Young Lady Doctor explained that the procedure to drain the cyst is much like what we’d do for an egg retrieval, but much quicker. They put in a speculum, freeze the top of the vaginal wall, and then they stick a needle in and drain the bugger. At this point, alarm bells were going WHOOP! WHOOP! WHOOP! in my head. ACK! NEEDLES! SPECULUMS (specula? speculae?)! IN MY HOO-HOO! So I asked, all cool and composed, Is this painful? Because I am not so good with the pain. She said it is very much like a bee sting initially, but after that, nothing. She said that the worst part is actually when the ovary is getting pushed around. It contains no pain receptors, so you don’t feel the needle, but as they’re trying to insert the needle it’s like trying to balance a balloon on the end of a needle and it keeps floating away. So you do feel that stretching, and that is not good. She suggested putting a hand on your abdomen to push back and provide resistance and that takes away the stretching. THIS is a good thing to know.

One thing that I really take stock in is that Young Lady Doctor told us that she’d been through the procedure herself, and so her experience made me completely trust in what she was saying. Before, I was sincerely stressing about this procedure. Now, I have a realistic idea of what to expect, and this comforts me greatly. When she said this procedure is half as painful as a dental needle in the roof of your mouth, I know what that means. I know what to expect.

So, we left the hospital 15 minutes after we arrived, prescription in hand. We fought the traffic for two hours home, and crashed into bed.

When I got up, I got my follow-up call from the clinic. I had a hilarious 15-minute conversation with the case nurse. I learned that having a cyst was fairly common, much to my dismay because, of course, I pride myself on being the embodiment of Murphy’s Law in the obstetrical/gynecological realm. “Oh no, you’re NOTHING SPECIAL,” she said. So I bragged up the size — “2 CENTIMETRES!” I said proudly — but she merely said, “Oh, we’ve seen bigger. MUCH bigger.” BAH. Well then. So I asked what to expect. She said if I continue the pills I won’t get a period, but “Knowing YOU, you’ll get some breakthrough bleeding or something!” So with an admonishment of “Don’t you get a period!” I’ve been scheduled for another ultrasound in two weeks’ time, where I’ve been told, nay, THREATENED, that my cyst should make itself scarce OR ELSE.
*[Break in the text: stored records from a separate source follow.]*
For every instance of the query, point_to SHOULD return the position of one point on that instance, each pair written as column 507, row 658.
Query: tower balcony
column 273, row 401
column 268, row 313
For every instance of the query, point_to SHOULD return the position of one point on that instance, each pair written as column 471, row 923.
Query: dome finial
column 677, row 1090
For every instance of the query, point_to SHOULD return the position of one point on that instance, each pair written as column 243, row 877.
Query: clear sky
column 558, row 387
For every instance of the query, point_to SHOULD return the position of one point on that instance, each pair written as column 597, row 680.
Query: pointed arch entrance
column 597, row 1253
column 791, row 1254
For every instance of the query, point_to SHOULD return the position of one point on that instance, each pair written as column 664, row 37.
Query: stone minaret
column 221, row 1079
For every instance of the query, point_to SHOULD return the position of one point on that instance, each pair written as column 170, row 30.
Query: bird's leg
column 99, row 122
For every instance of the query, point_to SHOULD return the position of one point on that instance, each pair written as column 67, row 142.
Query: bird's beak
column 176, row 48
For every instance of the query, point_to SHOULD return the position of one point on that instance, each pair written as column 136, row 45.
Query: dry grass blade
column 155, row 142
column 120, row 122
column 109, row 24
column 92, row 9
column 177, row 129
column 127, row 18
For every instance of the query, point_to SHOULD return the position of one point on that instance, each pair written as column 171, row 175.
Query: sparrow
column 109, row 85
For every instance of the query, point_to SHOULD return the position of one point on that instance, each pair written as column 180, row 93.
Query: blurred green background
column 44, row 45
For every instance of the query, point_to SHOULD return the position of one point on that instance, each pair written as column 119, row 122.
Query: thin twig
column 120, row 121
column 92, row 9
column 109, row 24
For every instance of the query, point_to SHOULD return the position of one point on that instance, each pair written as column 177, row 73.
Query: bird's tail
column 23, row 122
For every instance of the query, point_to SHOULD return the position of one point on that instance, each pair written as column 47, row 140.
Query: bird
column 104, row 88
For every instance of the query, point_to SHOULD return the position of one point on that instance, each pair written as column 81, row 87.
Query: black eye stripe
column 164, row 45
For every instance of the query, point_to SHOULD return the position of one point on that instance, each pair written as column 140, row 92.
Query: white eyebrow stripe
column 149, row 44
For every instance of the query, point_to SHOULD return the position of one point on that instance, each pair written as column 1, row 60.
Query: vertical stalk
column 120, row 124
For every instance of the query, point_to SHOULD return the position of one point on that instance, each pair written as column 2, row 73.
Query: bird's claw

I love when my misfortunes can at least be the source of some comedy. Kind of makes it bearable. You have to laugh. It sure beats crying.

Day Seventeen: And The Munchies Continue

Man. I am just queen of the munchies this week. Can I blame this on the birth control pills? I hope so.

I have been feeling a bad case of the munchies for about a week or so. No, scratch that — that’s a lie. It’s been more like TWO weeks, because in the beginning, I had the Love Of The Pie happening. Now, it’s just craving. Just craving STUFF. Like cheese. Who craves cheese? And tonight? Chinese food. Bah. Hormones are weird. I can’t believe I ever missed them when I was low in estrogen and progesterone, man.

And the really bad side effect of the pills has been the nausea. About 1/2 hour to an hour after I eat at midday, really nasty stomach-crunching nausea takes over. It is the worst. I have to lie down sometimes, it’s so bad. Funny thing is, when I was pregnant, the only “morning sickness” I had was actually in the afternoon. About an hour after lunch. So it’s like being pregnant again, except without the reward for the nausea at the end of the road. And I can drink when I am feeling sulky and peevish. Which I may do with dinner, actually.